The central bank said the cash problems had also affected spending and the value of the NPS transactions as most depositors were failing to access cash.
During the period under review, the NPS was dominated by RTGS transactions which contributed 78,82 percent of the total value of transactions, followed by mobile-money platform-based transactions which contributed 9,31 percent.
Automated Teller Machines (ATMs) accounted for 5,88 percent of the transactions a figure four percent down prior week with Point of Sale (POS) business accounting for 5,75 percent of the total NPS volumes and cheque transactions contributing 0,24 percent.
Zimbabwe has been experiencing cash shortages in the past few weeks — reminiscent of the 2008 economic and political crisis — with depositors queuing for days at banks to get their hard-earned money.
This comes as Finance minister Patrick Chinamasa recently said depositors were fuelling the country’s biting cash-crisis by keeping money outside the formal banking system.

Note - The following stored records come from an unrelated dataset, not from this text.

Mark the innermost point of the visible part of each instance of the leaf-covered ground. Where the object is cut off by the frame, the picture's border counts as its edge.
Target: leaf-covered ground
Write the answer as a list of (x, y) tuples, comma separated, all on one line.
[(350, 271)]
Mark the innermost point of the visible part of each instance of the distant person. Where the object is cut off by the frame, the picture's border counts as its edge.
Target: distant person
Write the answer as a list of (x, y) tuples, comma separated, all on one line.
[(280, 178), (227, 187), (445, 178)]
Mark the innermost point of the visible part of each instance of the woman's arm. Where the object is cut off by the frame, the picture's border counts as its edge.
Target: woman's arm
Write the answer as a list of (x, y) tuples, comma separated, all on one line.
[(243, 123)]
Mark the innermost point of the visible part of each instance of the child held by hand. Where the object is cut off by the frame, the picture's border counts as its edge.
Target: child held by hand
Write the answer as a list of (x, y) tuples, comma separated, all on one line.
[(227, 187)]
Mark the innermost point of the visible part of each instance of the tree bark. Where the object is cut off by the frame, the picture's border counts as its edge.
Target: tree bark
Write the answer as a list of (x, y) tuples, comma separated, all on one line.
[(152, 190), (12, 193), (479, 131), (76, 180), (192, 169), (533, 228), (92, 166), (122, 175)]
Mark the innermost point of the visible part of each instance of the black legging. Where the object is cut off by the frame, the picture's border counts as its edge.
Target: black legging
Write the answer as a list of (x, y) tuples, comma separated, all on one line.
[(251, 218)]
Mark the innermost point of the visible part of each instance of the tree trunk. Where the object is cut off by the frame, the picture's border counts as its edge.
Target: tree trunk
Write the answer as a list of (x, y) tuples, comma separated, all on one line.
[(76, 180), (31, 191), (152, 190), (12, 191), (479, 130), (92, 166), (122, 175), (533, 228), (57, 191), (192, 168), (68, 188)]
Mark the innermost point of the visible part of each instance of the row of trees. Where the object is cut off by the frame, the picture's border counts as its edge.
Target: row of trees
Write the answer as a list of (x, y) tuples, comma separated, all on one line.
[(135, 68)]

“The liquidity crisis is a problem that we have to look squarely in the face and address,” he said adding that government was putting in place various measures, including a national financial strategy to ease the challenge.
“We have to understand that we don’t print the United States (US) dollar. We are a unique country — one of three countries in the world — that pays wages and buys small goods like mazhanje in United States dollars and that comes with its own challenges,” he said.
Zimbabwe abandoned its own currency in 2009 and now uses mainly the US dollar and the South African rand, although other currencies are also legal tender.
However, the recent depreciation of regional currencies against the greenback has seen the country losing more money to increased imports, as it is now cheaper to import than buying local products.
Chinamasa added that the “temporary cash shortages” were also being accelerated by Zimbabweans’ refusal to embrace plastic money.
In an effort to encourage people to use the banking system and promote financial inclusion, Zimbabwe recently ordered tobacco farmers, most of them communal farmers who had taken up growing the cash crop and ditching others such as maize and wheat, to open bank accounts to facilitate payments for deliveries.
The new system has, however, been blighted by glitches as farmers are failing to access their money on time from banks forcing them to spend days at tobacco auction floors.